Tonight, just this past weekend, Republican presidential nominee Donald Trump claimed that he would help Black Americans and Hispanic Americans in ways that Democrats, he alleges, have not done in the past. Although he is trailing in support among minority voters, and his previous statements regarding race have come across as inflammatory to many members of his party, many Americans still think he is exactly what the country needs. But what do we know about those who are supporting him? Author Alexander Zaitchik hit the trail to find the base of Trump’s supporters, traveling through six primary states all while conducting biographical interviews. The result is his book, The Gilded Rage: A Wild Ride Through Donald Trump’s America, which documents the everyday Americans who see Trump as a savvy patriotic businessman and tough talking savior.
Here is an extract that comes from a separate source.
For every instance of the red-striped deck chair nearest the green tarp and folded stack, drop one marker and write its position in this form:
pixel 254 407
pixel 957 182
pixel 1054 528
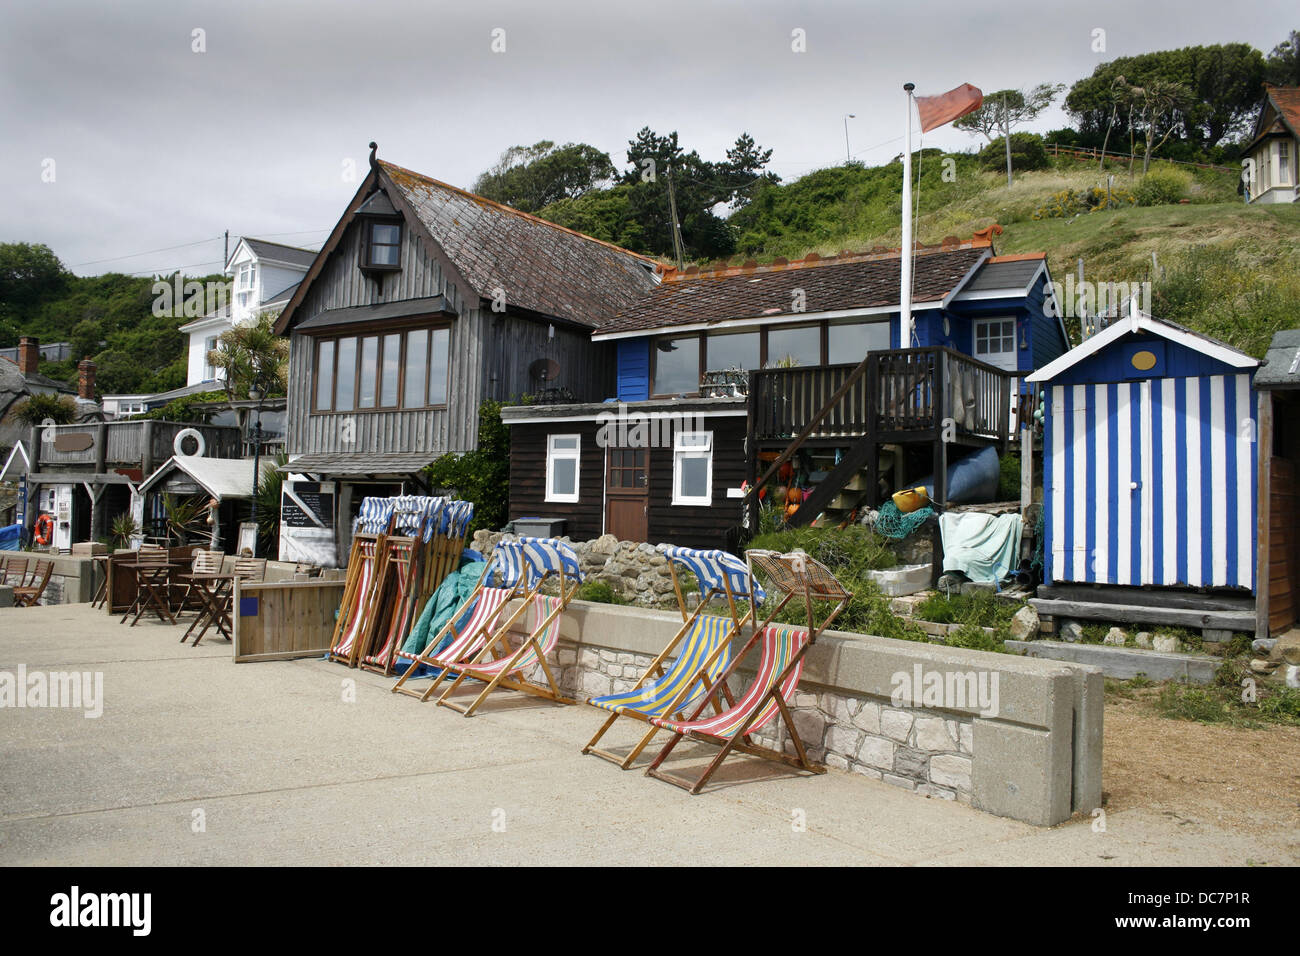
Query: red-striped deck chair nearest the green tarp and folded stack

Next, can something as simple as mentoring a child help them overcome poverty and change their life? Well, that’s what National CARES Mentoring Movement believes. Since 2005, the National CARES Mentoring Movement has recruited, trained and connected more than 140,000 caring mentors with more than 200,000 children in schools and local youth-serving programs in 58 cities. As part of our ongoing reporting initiative Chasing the Dream: Poverty and Opportunity in America, Susan L. Taylor, former editor-in-chief of Essence magazine and founder of National CARES Mentoring Movement, stops by to discuss how the program is allowing under-served children the opportunity to realize their dreams.
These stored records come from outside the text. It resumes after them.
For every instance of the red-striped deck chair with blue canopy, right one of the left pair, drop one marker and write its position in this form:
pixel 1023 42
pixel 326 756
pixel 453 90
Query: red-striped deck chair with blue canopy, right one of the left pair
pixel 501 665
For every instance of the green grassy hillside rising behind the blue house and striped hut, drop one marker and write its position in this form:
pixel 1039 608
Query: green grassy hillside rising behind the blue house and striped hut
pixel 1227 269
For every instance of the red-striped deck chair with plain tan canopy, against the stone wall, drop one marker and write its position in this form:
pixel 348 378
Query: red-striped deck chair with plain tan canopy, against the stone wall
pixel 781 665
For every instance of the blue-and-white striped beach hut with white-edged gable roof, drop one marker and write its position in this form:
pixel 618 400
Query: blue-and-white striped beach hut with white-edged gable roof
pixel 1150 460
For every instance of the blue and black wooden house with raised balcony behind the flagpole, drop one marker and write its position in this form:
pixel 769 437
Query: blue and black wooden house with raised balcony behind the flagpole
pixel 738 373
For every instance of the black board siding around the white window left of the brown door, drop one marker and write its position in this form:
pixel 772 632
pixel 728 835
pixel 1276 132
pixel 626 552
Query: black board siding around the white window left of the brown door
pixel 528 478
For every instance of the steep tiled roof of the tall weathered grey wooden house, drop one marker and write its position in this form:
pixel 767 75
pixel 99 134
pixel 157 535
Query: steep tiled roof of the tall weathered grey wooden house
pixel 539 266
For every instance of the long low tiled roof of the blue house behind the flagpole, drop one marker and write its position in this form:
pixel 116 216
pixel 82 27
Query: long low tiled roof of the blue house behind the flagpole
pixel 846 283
Then, it is one of the most controversial teaching methods in education today: common core. As part of our continuing series American Graduate, a project to help local communities find ways to keep students on the path to graduation, we look at common core and the growing movement to opt out of testing. Since the initial pilot phase in 2011, the common core standards have resulted in great frustration, and have drawn much criticism throughout the state. But some New York education officials still stick by them. Pass or fail, we look at the education conundrum.
And finally, they say dogs are a man’s best friend, but for almost 140 years, the American Humane Association has been the best friend of dogs and other animals around the world. This year marks the 100th anniversary of the American Humane Association’s animal rescue efforts, and its history of working with our nation’s military and first responders. Many of the animals helped by the American Humane Association go on to serve and protect the military servicemen and women who protect us, and it is their hope to soon increase the number of certified service dogs working with our nation’s veterans. Dr. Robin Ganzert, president and CEO of the American Humane Association, joins us with her special friend Axel, a service dog, to discuss the organization’s history of animal rescue.